Stenio Solinas
nostro inviato a Venezia
Con Alain Robbe-Grillet non ci si annoia. Magari si capisce poco, ma con il Leone alla carriera a David Lynch questo ormai è un titolo di merito. Ottant'anni e passa ben portati, già capofila del nouveau roman e figura di spicco dell'intellighentia parigina e internazionale da più di mezzo secolo, lui di suo ci mette una passione per il nudo e per la bellezza femminile che fa la gioia degli occhi, e un catalogo tipicamente europeo delle ossessioni intellettuali del Novecento: surrealismo, Sade e Masoch, l'inconscio e il problema del doppio, la vita come arte e l'arte come vita, Freud e la psicanalisi dei sogni... Il risultato è questo C'est Gradiva qui vous appelle, nella sezione Orizzonti, in cui intorno al fisico androgino di Arielle Dombalse, ruota una storia di supplizi orientali e di amour fou.

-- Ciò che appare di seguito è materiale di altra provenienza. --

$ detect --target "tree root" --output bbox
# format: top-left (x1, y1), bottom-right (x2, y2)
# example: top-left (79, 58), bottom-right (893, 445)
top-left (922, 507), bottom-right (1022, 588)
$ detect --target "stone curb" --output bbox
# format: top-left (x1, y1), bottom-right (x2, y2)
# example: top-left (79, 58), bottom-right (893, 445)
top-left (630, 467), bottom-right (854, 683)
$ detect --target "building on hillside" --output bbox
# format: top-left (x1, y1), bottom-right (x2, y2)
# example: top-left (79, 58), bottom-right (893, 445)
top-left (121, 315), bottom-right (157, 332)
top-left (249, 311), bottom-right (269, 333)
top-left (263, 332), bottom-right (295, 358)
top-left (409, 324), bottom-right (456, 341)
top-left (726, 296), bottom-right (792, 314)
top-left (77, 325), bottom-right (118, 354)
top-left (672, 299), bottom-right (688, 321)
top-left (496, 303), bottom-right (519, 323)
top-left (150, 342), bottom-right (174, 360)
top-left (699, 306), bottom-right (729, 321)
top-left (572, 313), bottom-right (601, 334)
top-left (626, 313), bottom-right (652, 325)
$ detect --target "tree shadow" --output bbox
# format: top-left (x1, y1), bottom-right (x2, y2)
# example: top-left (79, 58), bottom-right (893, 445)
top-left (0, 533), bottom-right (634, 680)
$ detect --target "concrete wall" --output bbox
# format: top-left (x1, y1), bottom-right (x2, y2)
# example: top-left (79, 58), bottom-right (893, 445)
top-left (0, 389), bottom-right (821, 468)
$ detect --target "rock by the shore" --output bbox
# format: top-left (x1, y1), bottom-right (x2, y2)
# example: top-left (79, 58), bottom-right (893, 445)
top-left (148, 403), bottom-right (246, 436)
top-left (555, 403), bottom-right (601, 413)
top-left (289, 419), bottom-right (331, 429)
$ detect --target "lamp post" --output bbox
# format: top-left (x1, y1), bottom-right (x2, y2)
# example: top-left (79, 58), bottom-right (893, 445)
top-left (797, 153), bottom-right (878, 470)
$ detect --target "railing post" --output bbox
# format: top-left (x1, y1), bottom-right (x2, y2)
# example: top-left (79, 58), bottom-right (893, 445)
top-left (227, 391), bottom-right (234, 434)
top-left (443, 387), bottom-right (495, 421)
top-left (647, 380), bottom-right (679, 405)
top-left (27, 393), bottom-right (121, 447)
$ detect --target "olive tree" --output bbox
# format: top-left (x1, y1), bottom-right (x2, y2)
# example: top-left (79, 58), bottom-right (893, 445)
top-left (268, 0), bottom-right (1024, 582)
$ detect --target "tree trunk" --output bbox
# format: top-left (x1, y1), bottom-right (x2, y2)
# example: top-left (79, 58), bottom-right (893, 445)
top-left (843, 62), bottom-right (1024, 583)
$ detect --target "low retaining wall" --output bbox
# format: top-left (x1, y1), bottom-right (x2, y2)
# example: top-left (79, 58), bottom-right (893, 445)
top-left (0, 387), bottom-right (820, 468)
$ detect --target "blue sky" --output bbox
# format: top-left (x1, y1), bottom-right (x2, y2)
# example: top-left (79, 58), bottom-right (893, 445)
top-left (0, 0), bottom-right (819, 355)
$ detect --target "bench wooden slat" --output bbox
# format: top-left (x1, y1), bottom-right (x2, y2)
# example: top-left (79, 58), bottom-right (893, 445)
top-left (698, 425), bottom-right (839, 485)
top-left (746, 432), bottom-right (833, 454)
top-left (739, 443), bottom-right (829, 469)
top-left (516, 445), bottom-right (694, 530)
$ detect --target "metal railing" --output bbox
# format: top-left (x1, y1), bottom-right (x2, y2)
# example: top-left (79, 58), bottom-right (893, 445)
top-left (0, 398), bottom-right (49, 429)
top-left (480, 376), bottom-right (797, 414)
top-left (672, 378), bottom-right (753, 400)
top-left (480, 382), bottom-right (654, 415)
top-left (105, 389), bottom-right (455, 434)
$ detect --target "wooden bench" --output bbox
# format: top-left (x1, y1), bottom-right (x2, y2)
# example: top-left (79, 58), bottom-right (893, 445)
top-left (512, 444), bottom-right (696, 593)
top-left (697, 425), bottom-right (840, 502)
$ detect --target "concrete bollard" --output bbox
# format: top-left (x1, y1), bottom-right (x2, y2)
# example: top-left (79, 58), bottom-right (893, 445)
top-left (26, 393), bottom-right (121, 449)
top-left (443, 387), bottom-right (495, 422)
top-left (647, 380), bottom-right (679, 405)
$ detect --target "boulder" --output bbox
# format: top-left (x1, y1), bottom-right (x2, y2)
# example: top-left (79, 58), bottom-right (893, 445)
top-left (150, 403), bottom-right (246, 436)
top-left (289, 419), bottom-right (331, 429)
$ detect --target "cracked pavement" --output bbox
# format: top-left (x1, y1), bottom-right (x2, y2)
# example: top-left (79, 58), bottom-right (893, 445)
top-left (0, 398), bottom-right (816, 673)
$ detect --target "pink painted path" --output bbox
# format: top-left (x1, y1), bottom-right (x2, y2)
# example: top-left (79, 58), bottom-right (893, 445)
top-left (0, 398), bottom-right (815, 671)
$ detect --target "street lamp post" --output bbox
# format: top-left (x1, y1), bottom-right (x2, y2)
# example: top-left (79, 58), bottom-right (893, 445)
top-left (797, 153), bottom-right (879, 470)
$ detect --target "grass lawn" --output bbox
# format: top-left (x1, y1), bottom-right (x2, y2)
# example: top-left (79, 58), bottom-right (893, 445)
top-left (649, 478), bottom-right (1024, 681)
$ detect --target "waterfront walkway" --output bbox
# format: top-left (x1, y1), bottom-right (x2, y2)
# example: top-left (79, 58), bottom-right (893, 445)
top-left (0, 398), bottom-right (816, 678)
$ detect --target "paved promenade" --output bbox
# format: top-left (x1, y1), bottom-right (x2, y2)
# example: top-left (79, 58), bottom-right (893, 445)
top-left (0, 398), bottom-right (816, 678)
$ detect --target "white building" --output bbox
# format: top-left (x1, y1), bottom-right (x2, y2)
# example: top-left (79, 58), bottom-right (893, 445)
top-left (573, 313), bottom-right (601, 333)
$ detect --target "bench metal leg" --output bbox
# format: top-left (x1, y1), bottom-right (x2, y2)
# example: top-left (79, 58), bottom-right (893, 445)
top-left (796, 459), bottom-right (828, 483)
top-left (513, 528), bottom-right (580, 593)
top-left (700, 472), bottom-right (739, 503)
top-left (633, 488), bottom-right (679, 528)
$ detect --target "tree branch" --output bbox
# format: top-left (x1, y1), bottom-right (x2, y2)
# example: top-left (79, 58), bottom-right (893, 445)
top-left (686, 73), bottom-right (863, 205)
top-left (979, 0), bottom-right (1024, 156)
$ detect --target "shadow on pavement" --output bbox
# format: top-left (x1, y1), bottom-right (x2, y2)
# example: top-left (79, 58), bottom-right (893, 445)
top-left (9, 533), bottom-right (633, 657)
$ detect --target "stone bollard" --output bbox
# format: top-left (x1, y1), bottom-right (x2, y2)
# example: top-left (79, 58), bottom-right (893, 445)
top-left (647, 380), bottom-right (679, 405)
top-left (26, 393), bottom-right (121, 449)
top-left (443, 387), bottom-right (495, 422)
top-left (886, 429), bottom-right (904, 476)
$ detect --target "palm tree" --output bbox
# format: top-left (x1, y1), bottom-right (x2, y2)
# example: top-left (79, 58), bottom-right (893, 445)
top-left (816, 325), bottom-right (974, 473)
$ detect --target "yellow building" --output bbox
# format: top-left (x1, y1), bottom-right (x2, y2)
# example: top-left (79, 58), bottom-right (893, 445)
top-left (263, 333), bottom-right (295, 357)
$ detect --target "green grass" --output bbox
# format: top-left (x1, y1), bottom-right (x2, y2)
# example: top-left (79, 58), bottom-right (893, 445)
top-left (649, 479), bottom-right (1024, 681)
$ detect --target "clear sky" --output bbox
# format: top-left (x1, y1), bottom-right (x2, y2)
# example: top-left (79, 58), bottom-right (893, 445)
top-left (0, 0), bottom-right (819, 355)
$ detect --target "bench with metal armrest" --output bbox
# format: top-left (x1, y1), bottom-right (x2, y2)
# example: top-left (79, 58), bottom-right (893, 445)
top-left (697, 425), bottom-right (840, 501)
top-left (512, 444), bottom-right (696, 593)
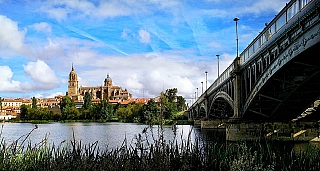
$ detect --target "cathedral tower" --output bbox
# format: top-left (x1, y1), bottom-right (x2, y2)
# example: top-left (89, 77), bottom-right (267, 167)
top-left (68, 64), bottom-right (79, 98)
top-left (104, 74), bottom-right (112, 87)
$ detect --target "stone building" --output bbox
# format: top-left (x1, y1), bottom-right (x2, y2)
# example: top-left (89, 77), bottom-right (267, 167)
top-left (67, 65), bottom-right (132, 101)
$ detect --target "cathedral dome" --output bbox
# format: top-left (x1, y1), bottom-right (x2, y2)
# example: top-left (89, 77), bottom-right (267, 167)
top-left (104, 74), bottom-right (112, 86)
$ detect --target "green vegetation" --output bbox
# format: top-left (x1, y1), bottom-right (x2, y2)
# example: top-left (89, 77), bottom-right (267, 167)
top-left (20, 88), bottom-right (190, 124)
top-left (0, 125), bottom-right (320, 171)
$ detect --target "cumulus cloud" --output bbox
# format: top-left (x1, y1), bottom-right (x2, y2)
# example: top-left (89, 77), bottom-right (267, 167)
top-left (0, 66), bottom-right (22, 92)
top-left (32, 22), bottom-right (51, 33)
top-left (0, 15), bottom-right (26, 51)
top-left (139, 29), bottom-right (150, 44)
top-left (23, 60), bottom-right (59, 90)
top-left (239, 0), bottom-right (287, 14)
top-left (40, 0), bottom-right (180, 21)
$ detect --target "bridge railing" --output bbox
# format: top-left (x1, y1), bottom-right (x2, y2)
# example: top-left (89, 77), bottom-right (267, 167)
top-left (190, 0), bottom-right (314, 108)
top-left (240, 0), bottom-right (313, 64)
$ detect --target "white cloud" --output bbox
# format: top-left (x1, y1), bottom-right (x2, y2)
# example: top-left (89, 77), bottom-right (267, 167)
top-left (139, 29), bottom-right (150, 44)
top-left (40, 0), bottom-right (181, 21)
top-left (23, 60), bottom-right (59, 90)
top-left (32, 22), bottom-right (52, 33)
top-left (0, 66), bottom-right (21, 92)
top-left (0, 15), bottom-right (26, 51)
top-left (239, 0), bottom-right (287, 14)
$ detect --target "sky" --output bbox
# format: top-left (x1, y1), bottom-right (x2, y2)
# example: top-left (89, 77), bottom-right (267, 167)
top-left (0, 0), bottom-right (289, 101)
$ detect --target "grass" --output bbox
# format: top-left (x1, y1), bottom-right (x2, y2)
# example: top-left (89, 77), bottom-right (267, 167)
top-left (0, 125), bottom-right (320, 171)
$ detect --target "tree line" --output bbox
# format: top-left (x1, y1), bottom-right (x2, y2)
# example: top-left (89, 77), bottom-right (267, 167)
top-left (20, 88), bottom-right (186, 123)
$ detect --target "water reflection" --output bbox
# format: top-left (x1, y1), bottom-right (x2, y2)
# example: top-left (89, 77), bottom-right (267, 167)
top-left (1, 122), bottom-right (195, 149)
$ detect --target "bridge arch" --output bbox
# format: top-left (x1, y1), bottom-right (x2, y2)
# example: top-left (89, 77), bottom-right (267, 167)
top-left (208, 91), bottom-right (234, 118)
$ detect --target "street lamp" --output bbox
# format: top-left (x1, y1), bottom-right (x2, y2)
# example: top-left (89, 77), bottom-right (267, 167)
top-left (233, 17), bottom-right (240, 57)
top-left (197, 87), bottom-right (199, 98)
top-left (204, 71), bottom-right (208, 91)
top-left (201, 81), bottom-right (203, 94)
top-left (194, 92), bottom-right (197, 102)
top-left (216, 54), bottom-right (220, 78)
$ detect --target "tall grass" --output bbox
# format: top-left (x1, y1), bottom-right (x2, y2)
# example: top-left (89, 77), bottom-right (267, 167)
top-left (0, 123), bottom-right (320, 171)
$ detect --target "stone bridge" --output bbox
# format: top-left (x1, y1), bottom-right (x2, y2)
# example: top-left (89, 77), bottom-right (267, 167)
top-left (188, 0), bottom-right (320, 122)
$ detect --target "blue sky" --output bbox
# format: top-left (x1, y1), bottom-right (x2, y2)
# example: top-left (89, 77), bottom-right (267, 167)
top-left (0, 0), bottom-right (288, 99)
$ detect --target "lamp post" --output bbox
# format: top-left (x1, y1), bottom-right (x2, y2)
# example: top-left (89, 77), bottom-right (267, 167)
top-left (204, 71), bottom-right (208, 91)
top-left (216, 54), bottom-right (220, 78)
top-left (233, 17), bottom-right (240, 57)
top-left (197, 87), bottom-right (199, 98)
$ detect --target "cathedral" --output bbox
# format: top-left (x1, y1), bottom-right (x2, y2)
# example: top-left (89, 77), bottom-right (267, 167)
top-left (67, 65), bottom-right (132, 101)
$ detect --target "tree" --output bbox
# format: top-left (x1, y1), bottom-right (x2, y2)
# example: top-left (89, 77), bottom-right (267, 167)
top-left (20, 104), bottom-right (30, 120)
top-left (32, 97), bottom-right (37, 109)
top-left (116, 106), bottom-right (132, 122)
top-left (165, 88), bottom-right (178, 103)
top-left (177, 96), bottom-right (186, 111)
top-left (83, 92), bottom-right (91, 109)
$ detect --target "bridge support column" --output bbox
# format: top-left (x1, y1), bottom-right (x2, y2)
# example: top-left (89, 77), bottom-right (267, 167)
top-left (232, 57), bottom-right (241, 118)
top-left (226, 121), bottom-right (320, 142)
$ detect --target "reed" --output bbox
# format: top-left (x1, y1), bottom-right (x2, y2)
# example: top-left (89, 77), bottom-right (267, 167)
top-left (0, 126), bottom-right (320, 171)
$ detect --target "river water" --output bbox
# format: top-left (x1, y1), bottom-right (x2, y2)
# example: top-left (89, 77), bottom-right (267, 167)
top-left (1, 122), bottom-right (199, 149)
top-left (0, 122), bottom-right (320, 153)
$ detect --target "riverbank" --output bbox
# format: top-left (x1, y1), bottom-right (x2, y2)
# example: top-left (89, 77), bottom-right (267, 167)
top-left (6, 118), bottom-right (193, 125)
top-left (0, 123), bottom-right (320, 171)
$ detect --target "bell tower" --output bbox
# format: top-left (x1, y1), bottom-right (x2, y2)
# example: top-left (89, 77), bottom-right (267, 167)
top-left (68, 64), bottom-right (79, 98)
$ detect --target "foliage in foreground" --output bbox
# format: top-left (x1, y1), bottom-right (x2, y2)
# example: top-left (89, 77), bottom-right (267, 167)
top-left (0, 126), bottom-right (320, 171)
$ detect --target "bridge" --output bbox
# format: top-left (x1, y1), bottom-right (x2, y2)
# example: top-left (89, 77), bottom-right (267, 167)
top-left (188, 0), bottom-right (320, 126)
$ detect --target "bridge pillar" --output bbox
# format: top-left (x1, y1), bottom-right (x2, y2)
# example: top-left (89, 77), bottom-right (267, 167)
top-left (232, 57), bottom-right (241, 118)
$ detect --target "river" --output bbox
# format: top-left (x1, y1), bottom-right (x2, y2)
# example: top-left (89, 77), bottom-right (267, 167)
top-left (1, 122), bottom-right (320, 153)
top-left (1, 122), bottom-right (198, 149)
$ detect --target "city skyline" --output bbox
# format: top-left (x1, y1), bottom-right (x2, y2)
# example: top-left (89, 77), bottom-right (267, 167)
top-left (0, 0), bottom-right (289, 99)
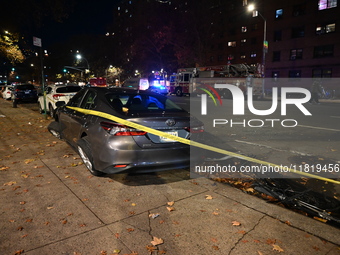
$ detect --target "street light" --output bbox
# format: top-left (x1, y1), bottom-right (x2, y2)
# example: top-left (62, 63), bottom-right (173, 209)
top-left (248, 4), bottom-right (268, 97)
top-left (76, 54), bottom-right (90, 80)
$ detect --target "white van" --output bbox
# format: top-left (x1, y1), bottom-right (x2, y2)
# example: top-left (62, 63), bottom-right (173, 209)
top-left (122, 78), bottom-right (149, 90)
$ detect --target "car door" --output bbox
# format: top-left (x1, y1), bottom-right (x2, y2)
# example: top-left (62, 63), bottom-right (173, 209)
top-left (59, 89), bottom-right (87, 146)
top-left (62, 90), bottom-right (96, 146)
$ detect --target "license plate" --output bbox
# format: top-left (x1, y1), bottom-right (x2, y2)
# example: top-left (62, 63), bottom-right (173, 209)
top-left (159, 131), bottom-right (178, 143)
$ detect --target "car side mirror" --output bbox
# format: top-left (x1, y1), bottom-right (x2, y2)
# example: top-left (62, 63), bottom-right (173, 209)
top-left (55, 101), bottom-right (66, 107)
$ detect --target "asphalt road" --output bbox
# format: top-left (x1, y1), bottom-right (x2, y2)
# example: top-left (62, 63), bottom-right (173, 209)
top-left (0, 96), bottom-right (340, 255)
top-left (16, 96), bottom-right (340, 221)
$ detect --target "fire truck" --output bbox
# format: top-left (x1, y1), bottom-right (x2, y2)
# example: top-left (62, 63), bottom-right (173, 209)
top-left (169, 64), bottom-right (263, 98)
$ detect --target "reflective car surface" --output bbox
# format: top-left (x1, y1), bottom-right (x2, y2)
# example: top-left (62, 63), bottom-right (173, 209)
top-left (2, 85), bottom-right (13, 100)
top-left (38, 84), bottom-right (81, 117)
top-left (48, 87), bottom-right (203, 175)
top-left (11, 84), bottom-right (38, 104)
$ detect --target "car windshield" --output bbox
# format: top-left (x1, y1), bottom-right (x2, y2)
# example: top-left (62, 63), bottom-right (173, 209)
top-left (106, 93), bottom-right (184, 113)
top-left (17, 84), bottom-right (35, 90)
top-left (56, 86), bottom-right (81, 93)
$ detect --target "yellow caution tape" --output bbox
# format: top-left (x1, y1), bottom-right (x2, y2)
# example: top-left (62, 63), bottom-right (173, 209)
top-left (67, 106), bottom-right (340, 184)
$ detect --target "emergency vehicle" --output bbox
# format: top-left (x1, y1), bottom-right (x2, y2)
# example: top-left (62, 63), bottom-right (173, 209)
top-left (169, 64), bottom-right (263, 98)
top-left (89, 77), bottom-right (107, 87)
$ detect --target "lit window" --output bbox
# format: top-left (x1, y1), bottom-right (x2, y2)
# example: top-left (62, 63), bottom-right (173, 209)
top-left (275, 9), bottom-right (283, 19)
top-left (228, 41), bottom-right (236, 47)
top-left (288, 70), bottom-right (301, 78)
top-left (314, 45), bottom-right (334, 58)
top-left (289, 49), bottom-right (302, 60)
top-left (312, 68), bottom-right (332, 78)
top-left (273, 51), bottom-right (281, 62)
top-left (319, 0), bottom-right (338, 10)
top-left (315, 23), bottom-right (335, 35)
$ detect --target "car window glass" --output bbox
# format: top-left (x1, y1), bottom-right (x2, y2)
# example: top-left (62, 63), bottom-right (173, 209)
top-left (107, 93), bottom-right (183, 113)
top-left (80, 91), bottom-right (97, 109)
top-left (67, 89), bottom-right (87, 107)
top-left (56, 86), bottom-right (81, 93)
top-left (17, 84), bottom-right (35, 90)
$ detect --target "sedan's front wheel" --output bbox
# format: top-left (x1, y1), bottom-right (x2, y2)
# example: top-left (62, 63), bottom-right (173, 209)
top-left (77, 137), bottom-right (104, 176)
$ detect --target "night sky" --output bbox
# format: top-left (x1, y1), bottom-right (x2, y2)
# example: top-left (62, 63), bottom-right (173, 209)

È la quarta volta che Robbe-Grillet viene a Venezia. C'è stato da sceneggiatore, da regista, da presidente di giuria, e insomma è uno che con ironia può dire la sua. Su Alain Resnais per esempio, per il quale sceneggiò L'anno scorso a Marienbad, si esprime così: «È un ottimo regista americano. Non lo definirei un autore. Un autore sono io». Pensato sulla e per la Dombalse, il film senza di lei sarebbe stato impensabile. «Gradiva è il titolo di un romanzo tedesco oggi dimenticato, ma quel nome, per chi ha studiato latino, ha per anni voluto dire anche qualcosa di preciso. Rimanda infatti a una scultura tardoromana femminile, così chiamata, la cui pianta del piede è arcuata in modo verticale rispetto al suolo, come se danzasse camminando. Ecco la Dombalse si muove proprio così». Nel romanzo, lo scultore protagonista si innamorava di quella immagine di pietra. «Una sessualità anormale» dice Robbe-Grillet. «Anche la mia lo è, ma continuo comunque a preferire le donne in carne e ossa. Così ho sostituito lo scultore con uno studioso di Delacroix, che nei suoi disegni inediti trova un volto e un fisico che corrisponde a qualcuna che conosce».